Marcat , change the locks then pack his stuff for him, your home is not a hotel it is his behaviour and decision not to stay there.
_Posted via Mobile Device_


----------



## PHTlump (Jun 2, 2010)

Before you change the locks, you need to get a lawyer. IANAL, but I think he has the legal right to come and go until you have a divorce decree or a separation agreement.

However, I certainly think that throwing all his clothes and toiletries in the trunk of his car could stop his coming over.


----------



## F-102 (Sep 15, 2010)

Next time he shows up, call the police.


----------



## PHTlump (Jun 2, 2010)

F-102 said:


> Next time he shows up, call the police.
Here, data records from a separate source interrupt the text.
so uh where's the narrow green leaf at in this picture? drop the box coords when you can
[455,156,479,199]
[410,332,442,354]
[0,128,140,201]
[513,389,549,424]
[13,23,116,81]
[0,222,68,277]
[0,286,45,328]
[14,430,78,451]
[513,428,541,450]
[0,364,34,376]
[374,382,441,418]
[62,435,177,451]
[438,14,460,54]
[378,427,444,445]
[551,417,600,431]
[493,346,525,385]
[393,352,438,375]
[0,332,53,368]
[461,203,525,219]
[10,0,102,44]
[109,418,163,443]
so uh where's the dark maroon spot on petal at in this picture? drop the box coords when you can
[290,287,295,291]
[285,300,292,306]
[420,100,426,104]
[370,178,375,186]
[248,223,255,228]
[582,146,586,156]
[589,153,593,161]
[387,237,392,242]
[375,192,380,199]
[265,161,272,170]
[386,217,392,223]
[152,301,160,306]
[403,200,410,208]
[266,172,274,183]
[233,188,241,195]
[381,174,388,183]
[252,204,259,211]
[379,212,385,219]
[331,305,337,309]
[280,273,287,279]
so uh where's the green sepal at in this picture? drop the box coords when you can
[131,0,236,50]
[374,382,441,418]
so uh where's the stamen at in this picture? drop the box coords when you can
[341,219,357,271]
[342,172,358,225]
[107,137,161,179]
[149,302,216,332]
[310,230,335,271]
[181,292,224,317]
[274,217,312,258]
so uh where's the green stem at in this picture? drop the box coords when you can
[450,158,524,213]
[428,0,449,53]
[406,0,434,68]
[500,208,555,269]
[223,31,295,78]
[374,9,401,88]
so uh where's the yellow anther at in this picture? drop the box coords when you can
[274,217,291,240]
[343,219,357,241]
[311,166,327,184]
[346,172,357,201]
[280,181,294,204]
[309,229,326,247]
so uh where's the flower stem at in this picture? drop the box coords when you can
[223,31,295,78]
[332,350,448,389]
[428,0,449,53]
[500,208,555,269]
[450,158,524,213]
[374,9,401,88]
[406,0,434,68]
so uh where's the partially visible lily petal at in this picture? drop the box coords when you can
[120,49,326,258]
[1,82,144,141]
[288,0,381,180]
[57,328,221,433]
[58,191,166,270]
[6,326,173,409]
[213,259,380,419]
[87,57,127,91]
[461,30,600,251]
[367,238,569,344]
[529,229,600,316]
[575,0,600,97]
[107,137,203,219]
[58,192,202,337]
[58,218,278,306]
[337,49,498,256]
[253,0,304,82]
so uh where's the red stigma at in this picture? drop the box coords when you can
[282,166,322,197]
How quickly do you think police will respond to a call of a man not causing trouble in his own house? As a taxpayer, I sure hope they're putting that just ahead of washing the car on their list of priorities.


----------



## Eli-Zor (Nov 14, 2010)

Change the locks , as long as you can evidence by way of an address where he has moved into and state he abandoned you , you stand a good chance that he will not be supported by the police . If he does try all the neighbours will know he has been kicked out, all you then need to do is let them know it is for adultery.
_Posted via Mobile Device_


----------



## Gabriel (May 10, 2011)

Jellybeans said:


> YES. It can still be final.
> 
> I ended my A this way. I did not do a "no contact letter" or "no contact phone call" or anything of the sort. I simply ended all communication with the OM and deleted his #, blocked his contacts, deleted my FB, and blocked any and all avenues of me being able to contact him and him being able to contact me. Over. Finito. Done. And told my husband about the affair.
> 
> ...



I completely agree with this. Some people are such sticklers on the letter. I think the ACTIONS are louder than the words in that letter. I do think it shows a powerful message to the BS though, as long as it is backed up by actually not contacting them.


----------



## PHTlump (Jun 2, 2010)

Eli-Zor said:


> Change the locks , as long as you can evidence by way of an address where he has moved into and state he abandoned you , you stand a good chance that he will not be supported by the police . If he does try all the neighbours will know he has been kicked out, all you then need to do is let them know it is for adultery.
> _Posted via Mobile Device_


Changing the locks may keep him out. But, if he's a joint owner of the property, as husbands usually are, he generally has a legal right to enter the property. If it's a big deal, you can get a temporary eviction notice from a divorce court keeping him out of the house.


----------



## F-102 (Sep 15, 2010)

PHTlump said:


> How quickly do you think police will respond to a call of a man not causing trouble in his own house? As a taxpayer, I sure hope they're putting that just ahead of washing the car on their list of priorities.


PHT, I think we've had this out before. Cops are not there to hash over who owns what and playing fair. Cops are there to defuse the threat-and if that means dragging the man(never the woman) out in handcuffs, they WILL do it.


----------



## PHTlump (Jun 2, 2010)

F-102 said:


> PHT, I think we've had this out before. Cops are not there to hash over who owns what and playing fair. Cops are there to defuse the threat-and if that means dragging the man(never the woman) out in handcuffs, they WILL do it.


You are correct. So why do you keep advising people to call the cops to hash over who owns what and make someone play fair? The OP said she was annoyed and upset that her partner comes home when she doesn't want him to. She never said he was violent or threatening.


----------